Karl Fürstner (7 June 1848 - 25 April 1906) was a German neurologist and psychiatrist born in Strasburg, Uckermark.

He studied medicine in Würzburg and Berlin, where he received his doctorate in 1871. In 1872 he was an assistant at the pathological institute of the University of Greifswald, and afterwards worked under Karl Westphal (1833-1890) in the psychiatric department at the Berlin-Charité.

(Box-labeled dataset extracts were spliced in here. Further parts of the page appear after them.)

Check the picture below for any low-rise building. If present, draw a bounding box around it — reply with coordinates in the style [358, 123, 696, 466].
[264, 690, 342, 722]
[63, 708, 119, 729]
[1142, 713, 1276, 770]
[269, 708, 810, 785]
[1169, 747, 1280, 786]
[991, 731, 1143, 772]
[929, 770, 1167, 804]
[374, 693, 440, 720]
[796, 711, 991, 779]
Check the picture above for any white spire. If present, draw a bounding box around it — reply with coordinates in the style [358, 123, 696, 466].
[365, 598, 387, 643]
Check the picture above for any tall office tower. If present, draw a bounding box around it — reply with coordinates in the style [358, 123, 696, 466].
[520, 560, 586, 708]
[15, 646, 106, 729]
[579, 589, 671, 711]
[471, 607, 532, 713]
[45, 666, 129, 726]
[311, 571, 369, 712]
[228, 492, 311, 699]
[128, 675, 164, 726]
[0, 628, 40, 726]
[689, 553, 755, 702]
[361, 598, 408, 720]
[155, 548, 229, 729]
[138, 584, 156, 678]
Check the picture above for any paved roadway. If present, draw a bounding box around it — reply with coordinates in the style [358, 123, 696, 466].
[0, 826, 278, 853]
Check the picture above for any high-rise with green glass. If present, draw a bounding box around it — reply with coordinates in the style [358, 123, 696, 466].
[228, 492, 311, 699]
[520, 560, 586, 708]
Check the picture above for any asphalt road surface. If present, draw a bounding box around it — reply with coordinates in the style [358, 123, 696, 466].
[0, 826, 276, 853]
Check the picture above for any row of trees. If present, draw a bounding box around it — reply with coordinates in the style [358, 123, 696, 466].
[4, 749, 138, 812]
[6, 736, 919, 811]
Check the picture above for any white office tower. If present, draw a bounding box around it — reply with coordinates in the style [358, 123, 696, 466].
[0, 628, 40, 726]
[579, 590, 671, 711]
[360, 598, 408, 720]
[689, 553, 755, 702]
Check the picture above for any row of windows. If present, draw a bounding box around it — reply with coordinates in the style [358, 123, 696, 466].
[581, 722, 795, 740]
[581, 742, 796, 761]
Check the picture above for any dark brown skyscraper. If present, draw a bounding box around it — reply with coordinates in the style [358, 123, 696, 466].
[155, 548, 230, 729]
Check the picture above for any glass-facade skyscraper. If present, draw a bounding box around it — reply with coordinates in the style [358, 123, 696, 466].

In 1878 he became the first physician to hold the chair of psychiatry at the University of Heidelberg. He kept this position until 1890, when he became professor of nervous and mental diseases at the University of Strasbourg. At Heidelberg his vacancy was filled by Emil Kraepelin  (1856-1926). Among Fürstner's better known assistants was eugenicist Alfred Hoche (1865-1943).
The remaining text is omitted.